The convergence of pharmacology and nanotechnology seeks to address some of these issues by creating or enabling some of the following elements:
– Delivery systems that optimize and regulate the tissue distribution and bioavailability of known antiretroviral drugs, thus restricting fluctuating drug levels and toxicity
– Drugs with extended half-life, thus reducing dosing frequency and pill burden
– Targeted drug delivery with an improved side-effect profile
– Delivery systems which reduce drug-drug interactions
– Methods for the delivery of known antivirals delivered by alternative routes (e.g., transdermal
– Co-delivery of antiretroviral agents, thus improving adherence
– New drugs for the treatment of HIV infection: Newly discovered antiretroviral agents which would otherwise not be of clinical benefit because of solubility issues, may be rendered water-soluble by nanotechnology techniques
– Delivery of anti-HIV agents which are currently difficult to deliver e.g., nucleic acids such as siRNA or DNA therapeutics; the delivery vehicle protects the nucleic acid against degradation and reduces immunogenicity
– Drugs with novel mechanisms of action with no cross-resistance to known agents
– Drugs which target and eradicate viral reservoirs.
RNA-based therapies are an attractive prospect for the treatment, not only of HIV, but of a wide variety of other infectious and non-infectious diseases. Strategies include ribozymes, antisense RNAs, RNA aptamers, RNA decoys, human ribonuclease P, modified small nuclear RNA and small interfering RNAs.

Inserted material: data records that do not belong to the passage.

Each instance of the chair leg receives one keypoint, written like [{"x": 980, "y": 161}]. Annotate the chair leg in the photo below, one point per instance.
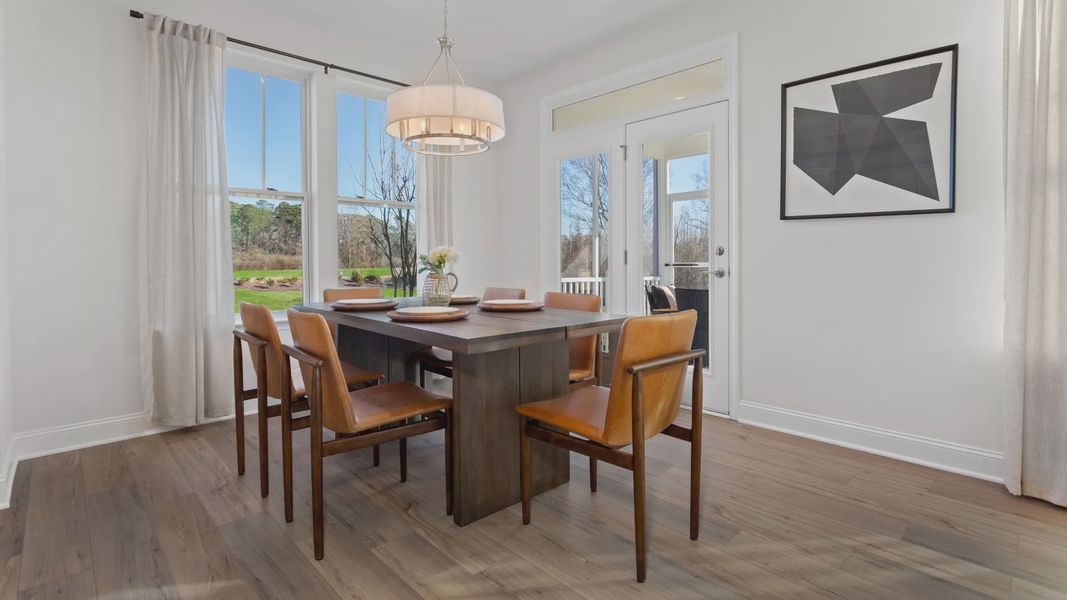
[
  {"x": 287, "y": 454},
  {"x": 524, "y": 469},
  {"x": 448, "y": 461},
  {"x": 592, "y": 474},
  {"x": 639, "y": 506},
  {"x": 239, "y": 404},
  {"x": 317, "y": 490},
  {"x": 264, "y": 470}
]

Numerous methods for non-viral delivery of therapeutic DNA and RNA have been explored. In particular, nanosized drug carrier systems have been developed that may address many of the issues related to nucleic acid delivery: Improved safety (due to biodegradability and rapid clearance by the reticuloendothelial system), targeted delivery and controlled release, improved uptake by overcoming electrostatic repulsion between negatively charged RNA or DNA and cell membranes, improved stability in physiological fluids and protection from degradation.